On the surface, it seems like sports games have only grown better over time. Certainly, the current crop of sports titles are the most realistic and sophisticated in gaming history. Glance at someone playing the latest Madden or NBA 2K, and you’d be hard-pressed to distinguish it from an actual broadcast. And the gameplay is about as deep and complex as is required to play the actual sports, minus having athletic ability anywhere other than your thumbs. Which is exactly where my problem lies.

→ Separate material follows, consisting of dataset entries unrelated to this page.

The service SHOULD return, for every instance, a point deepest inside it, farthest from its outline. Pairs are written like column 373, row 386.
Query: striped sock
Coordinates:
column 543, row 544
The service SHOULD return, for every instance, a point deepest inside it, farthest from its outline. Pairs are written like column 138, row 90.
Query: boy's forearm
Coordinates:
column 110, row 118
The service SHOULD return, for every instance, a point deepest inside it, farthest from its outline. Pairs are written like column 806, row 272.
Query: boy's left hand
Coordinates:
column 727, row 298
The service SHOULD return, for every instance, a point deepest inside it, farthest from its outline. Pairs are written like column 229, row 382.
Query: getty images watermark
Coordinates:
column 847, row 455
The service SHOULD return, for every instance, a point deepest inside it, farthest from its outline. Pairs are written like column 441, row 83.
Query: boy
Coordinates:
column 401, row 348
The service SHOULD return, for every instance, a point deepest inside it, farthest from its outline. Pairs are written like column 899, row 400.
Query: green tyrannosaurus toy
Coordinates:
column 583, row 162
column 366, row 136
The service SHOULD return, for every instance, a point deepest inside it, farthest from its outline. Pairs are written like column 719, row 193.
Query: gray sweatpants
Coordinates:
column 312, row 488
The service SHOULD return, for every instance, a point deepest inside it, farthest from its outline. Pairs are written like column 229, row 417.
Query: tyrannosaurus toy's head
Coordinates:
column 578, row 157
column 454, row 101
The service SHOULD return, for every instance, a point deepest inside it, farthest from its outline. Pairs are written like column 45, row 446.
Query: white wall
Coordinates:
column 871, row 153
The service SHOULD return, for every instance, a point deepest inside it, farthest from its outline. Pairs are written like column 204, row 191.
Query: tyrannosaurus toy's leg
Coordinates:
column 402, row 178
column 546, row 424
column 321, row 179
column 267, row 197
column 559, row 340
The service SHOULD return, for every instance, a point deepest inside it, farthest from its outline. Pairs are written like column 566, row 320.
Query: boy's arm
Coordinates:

I don’t want to make this too much about my own particular taste and/or skill level. It isn’t exactly fair to criticize sports games for being too much like the sports they are emulating. However, that didn’t used to be the only option. There was once a lot more to pick from than just serious, hardcore sports sims. Sure, in the days of Tecmo Bowl and Nintendo Ice Hockey it was just as much about the limits of technology keeping sports games from being terribly realistic as it was an artistic choice, but the fact remains that those games and their ilk were just good, simple fun. The 16-bit era brought the first of the “sports sims” with the debut of Madden, NBA Live, World Series Baseball, and so on. The games were still a far cry from the depth of today’s titles, but the evolution away from matches where every pass was an easy to land 50-yard bomb and any player could make it rain from the three-point line had definitely begun. However, around this time, something else had begun as well…basketballs began to catch fire after being dunked from the half-court line.

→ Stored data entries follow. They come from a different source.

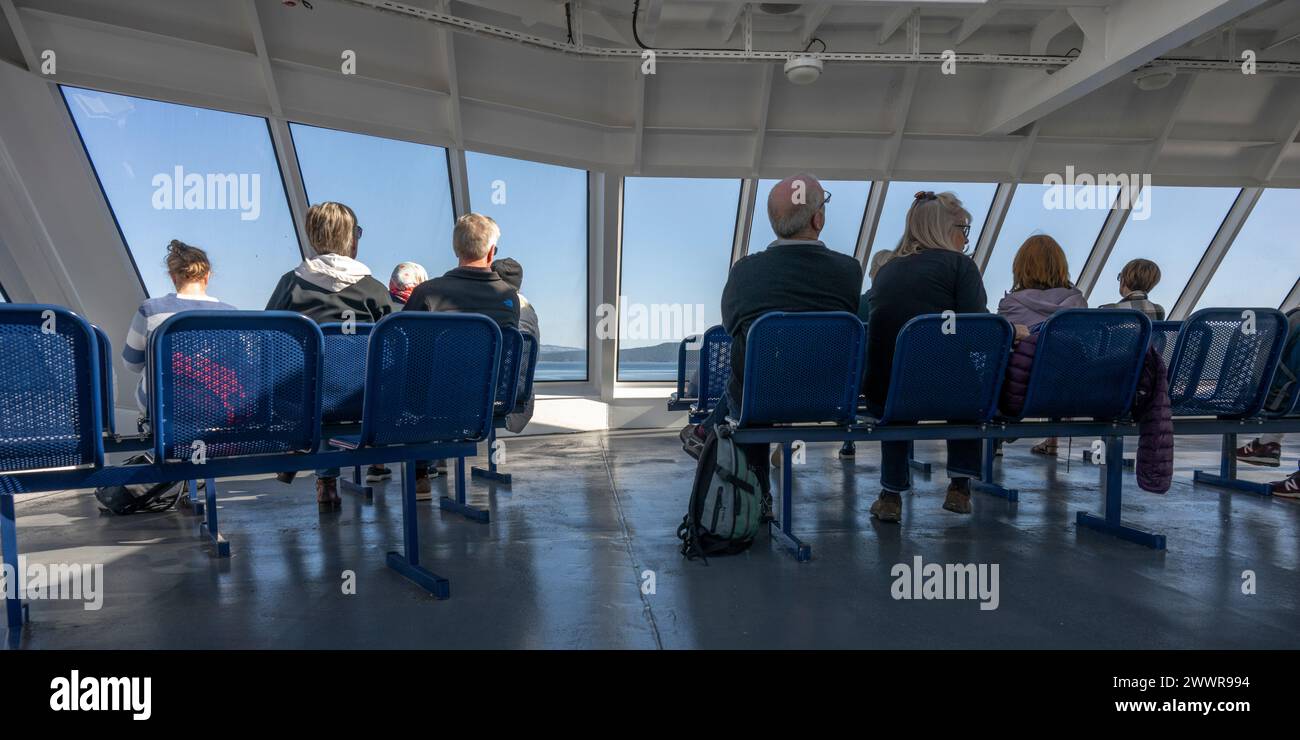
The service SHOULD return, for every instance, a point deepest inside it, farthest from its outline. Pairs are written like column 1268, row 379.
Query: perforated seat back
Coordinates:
column 507, row 375
column 343, row 373
column 1087, row 363
column 50, row 389
column 430, row 377
column 1164, row 340
column 948, row 370
column 527, row 371
column 802, row 368
column 1223, row 368
column 714, row 367
column 235, row 383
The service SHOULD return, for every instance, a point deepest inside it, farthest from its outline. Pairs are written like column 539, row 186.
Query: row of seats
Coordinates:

The sports game genre had begun to splinter off into two subgenres: sports sims, and a new style of game usually referred to as arcade-style sports games. These were the games like NBA Jam, NFL Blitz, Mutant League Football et al, that deliberately exaggerated the sports they were based on, emphasizing fast-paced gameplay and streamlined rule sets, boiling each sport down to the most basic elements of what made them “fun.” It gave gamers options: You had your “serious” sports games and your lighter, sillier ones. The two styles not only existed side-by-side, but both thrived for years. This duality branched off into more than just the big four pro sports: Golf, tennis, NASCAR, track and field, even bowling all had games both serious and silly to call their own. And with the mainstream rise of extreme/alternative sports in the 90’s, the sports genre saw yet another sub-category, as games based around skateboarding, snowboarding, snowmobiling, mountain biking, motorcross, surfing, wakeboarding, and many others began to be prevalent. Not unlike the more traditional sports, many of these even had the more realism-based game treatment and the exaggerated arcade-style treatment.

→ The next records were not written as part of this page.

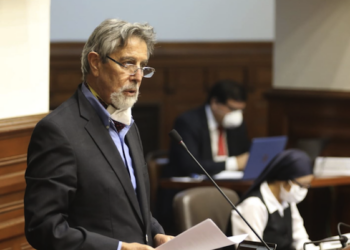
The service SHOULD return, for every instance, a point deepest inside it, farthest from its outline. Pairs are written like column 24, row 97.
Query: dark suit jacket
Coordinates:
column 193, row 128
column 79, row 194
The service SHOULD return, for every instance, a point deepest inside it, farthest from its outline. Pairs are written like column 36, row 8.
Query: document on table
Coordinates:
column 203, row 236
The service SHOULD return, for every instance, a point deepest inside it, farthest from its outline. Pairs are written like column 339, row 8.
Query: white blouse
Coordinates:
column 255, row 212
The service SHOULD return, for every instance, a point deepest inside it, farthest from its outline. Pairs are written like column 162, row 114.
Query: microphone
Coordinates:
column 343, row 239
column 176, row 137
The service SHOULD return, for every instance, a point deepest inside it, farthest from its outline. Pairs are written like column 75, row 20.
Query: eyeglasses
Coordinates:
column 132, row 69
column 308, row 185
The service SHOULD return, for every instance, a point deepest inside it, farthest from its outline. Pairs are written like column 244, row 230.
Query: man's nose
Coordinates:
column 138, row 74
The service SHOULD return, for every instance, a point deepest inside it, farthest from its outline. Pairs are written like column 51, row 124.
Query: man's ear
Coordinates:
column 95, row 63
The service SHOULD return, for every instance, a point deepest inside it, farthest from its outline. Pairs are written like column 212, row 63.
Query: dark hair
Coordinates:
column 224, row 90
column 287, row 165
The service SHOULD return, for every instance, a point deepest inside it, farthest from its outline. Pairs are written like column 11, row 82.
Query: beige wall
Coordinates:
column 24, row 57
column 312, row 45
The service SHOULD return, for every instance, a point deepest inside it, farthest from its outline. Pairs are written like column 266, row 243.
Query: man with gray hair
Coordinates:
column 87, row 180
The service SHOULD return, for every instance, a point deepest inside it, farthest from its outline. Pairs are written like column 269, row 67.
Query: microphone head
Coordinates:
column 175, row 136
column 343, row 239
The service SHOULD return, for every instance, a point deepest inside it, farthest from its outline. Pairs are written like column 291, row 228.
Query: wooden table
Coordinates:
column 326, row 204
column 242, row 186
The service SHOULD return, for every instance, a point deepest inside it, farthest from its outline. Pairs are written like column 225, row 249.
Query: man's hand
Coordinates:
column 135, row 246
column 160, row 239
column 242, row 160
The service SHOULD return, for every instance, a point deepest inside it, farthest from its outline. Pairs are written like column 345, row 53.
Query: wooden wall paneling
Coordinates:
column 310, row 114
column 15, row 134
column 301, row 114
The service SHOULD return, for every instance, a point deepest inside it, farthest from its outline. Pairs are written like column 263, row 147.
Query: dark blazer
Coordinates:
column 193, row 128
column 79, row 194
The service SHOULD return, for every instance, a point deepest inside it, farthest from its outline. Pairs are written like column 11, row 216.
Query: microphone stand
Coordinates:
column 344, row 238
column 175, row 135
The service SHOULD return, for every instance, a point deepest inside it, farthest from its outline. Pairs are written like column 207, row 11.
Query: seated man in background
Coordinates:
column 215, row 133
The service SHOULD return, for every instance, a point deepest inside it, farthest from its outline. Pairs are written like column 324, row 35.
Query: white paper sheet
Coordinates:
column 203, row 236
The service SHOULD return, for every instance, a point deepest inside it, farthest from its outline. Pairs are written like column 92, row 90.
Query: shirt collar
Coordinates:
column 101, row 111
column 270, row 200
column 212, row 123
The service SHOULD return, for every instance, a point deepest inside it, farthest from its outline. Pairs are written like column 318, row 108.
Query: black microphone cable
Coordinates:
column 175, row 135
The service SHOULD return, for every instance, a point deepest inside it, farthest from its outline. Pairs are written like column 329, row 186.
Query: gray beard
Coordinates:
column 120, row 101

Then something happened: The game industry seemed to outgrow arcade-style sports games. At the same time, an over-saturation of extreme sports titles in the early 2000’s lead to gamer fatigue and all but killed that genre off completely. By the time the seventh console generation (aka the “HD Generation”) hit, mostly all that remained were the sports sims. Not only that, but many long-running sports sim franchises had died off or were put on extended hiatus, leaving even less of those to choose from than ever. With a few very rare exceptions, gamers who want to enjoy a sports game but don’t live and breathe professional sports have almost zero options these days. The very well done 2010 NBA Jam revival proved that arcade-style sports games can be relevant in modern gaming. But it doesn’t even necessarily have to be only that style of game. There is a whole lot of middle ground between completely over-the-top sports games, and sports games that are beyond the grasp of even casual sports fans or hardcore sports fans who aren’t also hardcore gamers. Just about every other genre of game has releases that cover the entire spectrum, from casual to the hardest of the hardcore. What if all RPGs were as hardcore as Dark Souls, all racing games were as hardcore as Gran Turismo, or all shooters were as hardcore as the original “Army version” of Full Spetctum Warrior? And that’s pretty much the state of sports games these days. No game genre should be that exclusionary, and no type of game should require extensive knowledge of whatever its real-life inspiration is in order to be able to play and enjoy all of its video game counterparts.